Sunday, Iraq's Salah al-Din province declared three days of mourning after ten people were killed in an a militant attack.

Six soldiers and four civilians were killed Saturday evening in an ambush by militants, 200 kilometers north of Baghdad, according to police sources.

Three years after declaring victory over Daesh, a roadside bomb exploded as a vehicle carrying civilians was passing by.

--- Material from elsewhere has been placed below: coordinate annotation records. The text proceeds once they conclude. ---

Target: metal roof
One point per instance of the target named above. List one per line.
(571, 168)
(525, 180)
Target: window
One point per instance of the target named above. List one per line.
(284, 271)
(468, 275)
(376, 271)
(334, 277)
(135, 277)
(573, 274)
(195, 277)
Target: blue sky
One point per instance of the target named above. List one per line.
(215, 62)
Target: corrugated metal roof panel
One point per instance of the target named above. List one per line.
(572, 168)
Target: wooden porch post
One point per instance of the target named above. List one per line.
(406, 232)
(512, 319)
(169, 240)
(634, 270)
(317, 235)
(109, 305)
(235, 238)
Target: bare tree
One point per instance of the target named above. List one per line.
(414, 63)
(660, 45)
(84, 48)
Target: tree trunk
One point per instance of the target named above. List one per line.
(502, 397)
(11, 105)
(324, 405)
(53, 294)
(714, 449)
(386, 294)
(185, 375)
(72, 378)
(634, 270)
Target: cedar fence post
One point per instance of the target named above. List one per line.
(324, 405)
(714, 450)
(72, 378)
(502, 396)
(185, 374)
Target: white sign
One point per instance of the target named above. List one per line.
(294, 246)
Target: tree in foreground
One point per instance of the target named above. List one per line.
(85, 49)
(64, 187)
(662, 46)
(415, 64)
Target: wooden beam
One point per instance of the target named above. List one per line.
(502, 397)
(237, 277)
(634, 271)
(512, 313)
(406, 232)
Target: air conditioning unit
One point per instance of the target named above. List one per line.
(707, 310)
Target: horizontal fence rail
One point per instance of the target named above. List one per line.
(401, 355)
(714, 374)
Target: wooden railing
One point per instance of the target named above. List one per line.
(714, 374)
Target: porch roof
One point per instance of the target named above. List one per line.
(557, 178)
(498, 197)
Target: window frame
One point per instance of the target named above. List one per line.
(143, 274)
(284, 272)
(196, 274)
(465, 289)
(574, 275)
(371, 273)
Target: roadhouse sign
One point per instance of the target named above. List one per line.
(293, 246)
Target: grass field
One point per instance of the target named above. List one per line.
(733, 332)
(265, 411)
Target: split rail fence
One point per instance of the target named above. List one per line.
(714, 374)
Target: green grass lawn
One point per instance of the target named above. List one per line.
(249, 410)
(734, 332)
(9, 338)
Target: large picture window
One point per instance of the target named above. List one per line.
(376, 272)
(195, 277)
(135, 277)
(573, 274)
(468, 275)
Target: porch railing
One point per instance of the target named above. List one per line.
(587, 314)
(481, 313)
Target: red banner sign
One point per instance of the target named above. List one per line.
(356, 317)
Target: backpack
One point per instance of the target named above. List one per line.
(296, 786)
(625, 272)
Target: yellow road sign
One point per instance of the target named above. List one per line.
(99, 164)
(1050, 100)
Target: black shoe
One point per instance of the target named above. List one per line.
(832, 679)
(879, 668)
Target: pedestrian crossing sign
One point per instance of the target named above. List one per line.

When police and members of the Popular Mobilization Forces - a coalition of paramilitary forces now integrated into the state - came to rescue them, they came under fire from the militants.

Eleven Iraqis, including fighters from the Popular Mobilization Forces, were killed ten days ago in a grenade attack on a military post at the western entrance to Baghdad.

These losses are significant in a country that has not witnessed a major attack for at least three years.

All attacks took place in the Sunni belt around the capital, where Iraqi forces carried out combing operations regularly, confirming each time that they had managed to expel many militants.

Sunni politician Jamal Al-Dhari said that this ambush "highlights the repeated failures to fight terrorism, and the government of Mustafa Al-Kazemi must put in place a serious national strategy (...) and stop content with the 'investigation committees" that the authorities announce after each incident.

As for the Sunni MP Mishaan al-Jubouri, he believed that the militants were taking advantage of the rugged terrain of the mountainous and desert region to preserve their secret cells.

Before the death toll rose to 10 with the death of one of the wounded at dawn Sunday, Al-Jubouri wrote in a tweet, "We lost nine martyrs a while ago (...) in a Daesh ambush (...) at the foot of Mount Makhoul, which the joint forces said a few days ago that they had completed a cleansing operation."

These attacks came as Washington announced that it would soon withdraw 500 soldiers from Iraq, leaving only 2,500 soldiers in this country.

Almost all the forces of the other countries in the anti-militant coalition left the country with the start of the COVID-19 pandemic.